When I finished submarine school and got my first assignment to the USS Piper, it was kind of a let down. We were only doing sub school operations. That meant taking a bunch of sub school students out and spending a whole day diving and surfacing, diving and surfacing and trying to teach them what submarines were like. I did it when I was in school. The only good thing was that you became more proficient and went home every night.

Then, one day, we received orders to participate in what was called “Springboard”. Springboard was an annual exercise that meant transiting to Puerto Rico and most likely the Bahamas and the Virgin Islands to operate with surface ships. Having seen photos of the fish in those areas, I knew I had to take my bow with me and even bought a real fancy bowfishing rig just for the trip.

Now, the old diesel submarines usually strung sets of lights along the hull when moored in foreign ports. We called them med mooring lights and the purpose was to enable the sentry to be able to spot any swimmers in the water that might be trying to get on board. The lights also attract lots of zooplankton, small fish to feed on the zooplankton, and big fish that fed on the small fish.

I was standing topside by the engine room hatch and looking over the side when I saw a flash of silver in the water. “Wow, that’s a big fish”, I thought as I started going below to get my bow. A little while later, I returned to the same spot fully armed. I saw that silver thing flash in the mooring lights several times and made my calculations for the next time it would happen.
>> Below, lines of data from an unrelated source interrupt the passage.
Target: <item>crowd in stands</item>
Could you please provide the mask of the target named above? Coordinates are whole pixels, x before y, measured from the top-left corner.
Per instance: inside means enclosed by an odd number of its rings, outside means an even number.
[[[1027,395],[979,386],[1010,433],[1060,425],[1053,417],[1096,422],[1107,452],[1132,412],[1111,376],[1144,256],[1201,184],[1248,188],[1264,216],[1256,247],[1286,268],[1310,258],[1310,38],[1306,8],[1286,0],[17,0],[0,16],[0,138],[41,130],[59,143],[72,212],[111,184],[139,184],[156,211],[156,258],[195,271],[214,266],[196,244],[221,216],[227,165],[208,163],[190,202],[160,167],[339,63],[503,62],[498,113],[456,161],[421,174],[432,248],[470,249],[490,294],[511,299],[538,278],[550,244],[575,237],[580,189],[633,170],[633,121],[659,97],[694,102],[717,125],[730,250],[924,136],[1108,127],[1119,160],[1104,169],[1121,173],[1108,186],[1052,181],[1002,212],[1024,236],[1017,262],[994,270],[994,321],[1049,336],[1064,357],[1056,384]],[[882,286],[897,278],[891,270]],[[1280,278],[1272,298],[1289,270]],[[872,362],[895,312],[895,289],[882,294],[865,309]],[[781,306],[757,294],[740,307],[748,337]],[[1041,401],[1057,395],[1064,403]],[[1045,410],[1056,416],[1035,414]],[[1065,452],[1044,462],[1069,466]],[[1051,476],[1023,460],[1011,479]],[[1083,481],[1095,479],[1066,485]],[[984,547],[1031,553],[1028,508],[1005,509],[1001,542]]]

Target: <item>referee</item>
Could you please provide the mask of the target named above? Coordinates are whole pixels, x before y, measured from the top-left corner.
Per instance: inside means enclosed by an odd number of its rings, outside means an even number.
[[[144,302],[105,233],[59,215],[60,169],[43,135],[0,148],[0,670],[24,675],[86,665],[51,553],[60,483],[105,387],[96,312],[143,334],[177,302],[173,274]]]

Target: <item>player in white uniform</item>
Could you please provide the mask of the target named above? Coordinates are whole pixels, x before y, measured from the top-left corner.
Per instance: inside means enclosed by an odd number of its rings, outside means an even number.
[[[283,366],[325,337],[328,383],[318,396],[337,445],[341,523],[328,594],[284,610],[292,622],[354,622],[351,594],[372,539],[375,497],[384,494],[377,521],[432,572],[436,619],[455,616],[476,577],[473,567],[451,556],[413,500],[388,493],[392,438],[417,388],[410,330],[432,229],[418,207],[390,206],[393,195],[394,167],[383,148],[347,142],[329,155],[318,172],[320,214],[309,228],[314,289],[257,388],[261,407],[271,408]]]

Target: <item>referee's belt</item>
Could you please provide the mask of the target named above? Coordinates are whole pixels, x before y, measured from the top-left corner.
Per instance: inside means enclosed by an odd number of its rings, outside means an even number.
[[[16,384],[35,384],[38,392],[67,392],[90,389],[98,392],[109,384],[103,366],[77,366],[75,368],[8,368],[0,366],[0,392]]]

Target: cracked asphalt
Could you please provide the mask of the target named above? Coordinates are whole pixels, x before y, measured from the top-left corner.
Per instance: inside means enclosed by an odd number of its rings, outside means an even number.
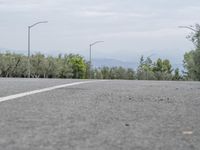
[[[0,79],[0,97],[83,80]],[[0,150],[199,150],[200,82],[104,81],[0,103]]]

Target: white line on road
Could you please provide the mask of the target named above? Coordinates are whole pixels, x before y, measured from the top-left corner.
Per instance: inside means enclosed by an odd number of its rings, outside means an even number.
[[[52,91],[52,90],[60,89],[60,88],[64,88],[64,87],[69,87],[69,86],[74,86],[74,85],[80,85],[80,84],[86,84],[86,83],[93,83],[93,82],[100,82],[100,81],[103,81],[103,80],[74,82],[74,83],[68,83],[68,84],[63,84],[63,85],[48,87],[48,88],[44,88],[44,89],[39,89],[39,90],[34,90],[34,91],[29,91],[29,92],[24,92],[24,93],[19,93],[19,94],[15,94],[15,95],[6,96],[6,97],[0,97],[0,102],[4,102],[4,101],[8,101],[8,100],[13,100],[13,99],[17,99],[17,98],[20,98],[20,97],[24,97],[24,96],[28,96],[28,95],[33,95],[33,94],[37,94],[37,93],[43,93],[43,92],[47,92],[47,91]]]

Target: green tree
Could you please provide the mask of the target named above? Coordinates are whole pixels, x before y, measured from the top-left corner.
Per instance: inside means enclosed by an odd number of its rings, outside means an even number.
[[[188,28],[193,32],[187,38],[193,42],[195,49],[184,55],[185,75],[188,79],[200,81],[200,25]]]
[[[73,78],[84,79],[86,77],[86,61],[80,55],[70,54],[68,57],[68,64],[73,69]]]

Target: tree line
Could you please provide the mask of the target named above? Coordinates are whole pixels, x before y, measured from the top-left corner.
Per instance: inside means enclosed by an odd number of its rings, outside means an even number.
[[[31,78],[76,78],[126,79],[126,80],[196,80],[200,81],[200,25],[189,27],[192,33],[187,38],[193,42],[194,50],[184,54],[183,67],[172,68],[168,59],[141,56],[136,70],[123,67],[90,68],[90,62],[79,54],[45,56],[36,53],[30,56]],[[28,77],[28,58],[22,54],[0,53],[0,77]]]
[[[173,73],[169,60],[152,62],[142,56],[135,71],[132,68],[100,67],[90,70],[90,63],[78,54],[56,57],[36,53],[30,57],[31,78],[76,78],[127,80],[180,80],[178,69]],[[0,53],[0,77],[28,77],[28,57],[15,53]]]

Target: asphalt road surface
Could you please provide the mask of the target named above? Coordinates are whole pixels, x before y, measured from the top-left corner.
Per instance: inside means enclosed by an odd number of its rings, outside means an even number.
[[[199,82],[0,79],[9,96],[0,150],[200,149]]]

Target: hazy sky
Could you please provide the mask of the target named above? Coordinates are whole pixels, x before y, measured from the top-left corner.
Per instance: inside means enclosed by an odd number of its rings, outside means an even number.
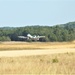
[[[75,21],[75,0],[0,0],[0,27]]]

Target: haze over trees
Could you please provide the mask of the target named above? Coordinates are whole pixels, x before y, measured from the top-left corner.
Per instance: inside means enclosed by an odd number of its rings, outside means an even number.
[[[42,35],[45,38],[41,42],[63,42],[75,40],[75,22],[56,26],[25,26],[25,27],[1,27],[0,41],[32,41],[20,39],[18,36]]]

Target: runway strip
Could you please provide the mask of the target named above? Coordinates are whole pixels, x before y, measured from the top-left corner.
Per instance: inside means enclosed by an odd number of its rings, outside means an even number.
[[[19,57],[19,56],[31,56],[31,55],[47,55],[58,53],[70,53],[75,52],[75,48],[65,49],[46,49],[46,50],[10,50],[0,51],[0,57]]]

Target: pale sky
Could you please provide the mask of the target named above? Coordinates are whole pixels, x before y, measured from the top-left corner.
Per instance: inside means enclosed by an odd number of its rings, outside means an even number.
[[[75,0],[0,0],[0,27],[75,21]]]

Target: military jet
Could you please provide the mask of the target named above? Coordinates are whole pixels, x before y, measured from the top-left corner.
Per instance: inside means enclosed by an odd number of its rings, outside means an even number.
[[[27,34],[27,36],[25,37],[25,36],[18,36],[19,38],[22,38],[22,39],[31,39],[31,40],[39,40],[40,38],[45,38],[45,36],[36,36],[36,35],[34,35],[34,36],[32,36],[32,35],[30,35],[30,34]]]

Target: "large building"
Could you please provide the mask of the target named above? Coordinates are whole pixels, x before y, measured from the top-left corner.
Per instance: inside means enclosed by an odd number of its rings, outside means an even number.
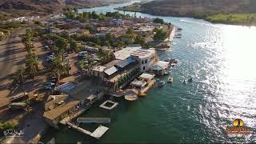
[[[151,69],[151,66],[157,60],[156,53],[154,49],[140,49],[132,52],[130,55],[138,62],[141,72],[145,72]]]
[[[51,126],[58,128],[62,119],[75,114],[82,109],[89,108],[92,103],[103,96],[102,88],[89,82],[74,84],[66,82],[56,87],[45,104],[44,120]],[[93,90],[90,88],[93,87]]]
[[[96,66],[87,75],[102,79],[103,86],[111,91],[123,88],[141,73],[149,70],[156,62],[154,49],[142,49],[131,46],[115,52],[115,60],[104,65]]]

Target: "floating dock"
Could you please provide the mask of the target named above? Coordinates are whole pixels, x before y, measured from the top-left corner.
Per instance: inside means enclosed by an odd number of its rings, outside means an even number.
[[[110,118],[78,118],[79,123],[110,123]]]
[[[112,106],[106,106],[106,103],[111,103]],[[100,107],[103,108],[103,109],[106,109],[106,110],[112,110],[114,109],[114,107],[116,107],[118,105],[118,102],[114,102],[113,101],[110,101],[110,100],[107,100],[107,101],[105,101],[101,106],[99,106]]]
[[[94,132],[90,132],[79,126],[77,126],[70,122],[66,122],[66,124],[71,126],[73,129],[75,129],[81,133],[90,135],[97,139],[100,138],[109,130],[108,127],[99,126]]]

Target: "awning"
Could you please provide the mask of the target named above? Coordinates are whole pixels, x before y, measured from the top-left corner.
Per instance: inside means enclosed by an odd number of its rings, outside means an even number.
[[[96,95],[91,94],[91,95],[90,95],[88,98],[86,98],[86,99],[91,101],[91,100],[94,99],[95,98],[97,98]]]
[[[118,69],[115,66],[112,66],[109,69],[107,69],[106,70],[105,70],[104,72],[107,74],[107,75],[112,75],[113,74],[114,74],[115,72],[118,71]]]

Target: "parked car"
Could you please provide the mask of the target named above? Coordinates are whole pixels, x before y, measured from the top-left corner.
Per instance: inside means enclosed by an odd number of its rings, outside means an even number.
[[[86,55],[87,53],[88,53],[87,51],[80,51],[78,53],[78,57],[84,57]]]

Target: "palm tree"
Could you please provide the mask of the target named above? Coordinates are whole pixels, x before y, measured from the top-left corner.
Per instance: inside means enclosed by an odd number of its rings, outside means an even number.
[[[26,47],[27,54],[31,54],[31,52],[32,52],[31,42],[26,41],[25,42],[25,47]]]
[[[24,82],[25,73],[26,71],[23,66],[19,66],[16,71],[16,78],[20,83]]]
[[[60,56],[57,56],[53,59],[53,62],[51,63],[51,72],[54,75],[58,78],[58,83],[60,80],[60,77],[63,73],[64,66],[62,65],[62,58]]]
[[[23,90],[23,94],[25,95],[25,90],[24,90],[24,78],[25,78],[25,68],[23,66],[19,66],[16,71],[16,78],[17,81],[18,82],[19,85],[22,86]]]
[[[26,58],[26,67],[28,74],[35,79],[38,70],[38,58],[35,55],[27,55]]]

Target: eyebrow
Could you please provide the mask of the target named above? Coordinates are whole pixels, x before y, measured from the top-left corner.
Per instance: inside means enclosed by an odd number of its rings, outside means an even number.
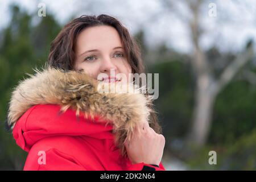
[[[113,49],[114,50],[114,49],[119,49],[119,48],[123,49],[123,48],[122,47],[120,47],[120,46],[115,47]],[[85,53],[90,52],[97,52],[97,51],[99,51],[98,49],[91,49],[91,50],[86,51],[85,51],[83,53],[81,53],[79,56],[81,56]]]

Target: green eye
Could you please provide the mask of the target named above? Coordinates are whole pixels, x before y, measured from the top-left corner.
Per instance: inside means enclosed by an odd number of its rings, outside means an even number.
[[[123,56],[123,55],[121,53],[117,53],[115,54],[115,55],[114,56],[114,57],[121,57]]]
[[[95,58],[94,56],[88,56],[86,58],[85,58],[84,60],[85,60],[85,61],[92,61],[94,59],[94,58]],[[95,58],[95,59],[96,59],[96,58]]]

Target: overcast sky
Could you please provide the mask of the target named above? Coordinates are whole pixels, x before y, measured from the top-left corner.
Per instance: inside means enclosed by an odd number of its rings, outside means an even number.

I was ready and excited.

Sure enough, there was the flash of silver and I fired my arrow where I had calculated my target would be. Nailed it. The line from my arrow to the reel on my bow started paying out. However, I couldn’t reel it back in. Whatever I had hit was too darn big, so I just let the line pay out trying to figure what to do next. That wasn’t my decision to make. As soon as the line reached it’s limit, there was a big jolt that almost pulled me over the side. I was just gaining my composure when the second jolt occurred, this time I had to make a choice between going over or simply letting go of my bow. I let the darn bow go.

Two days later, some guys on one of the tugboats were talking about the big tarpoon someone had pulled out of the water with a fishing arrow stuck in it’s side. My arrow! But no bow was ever found.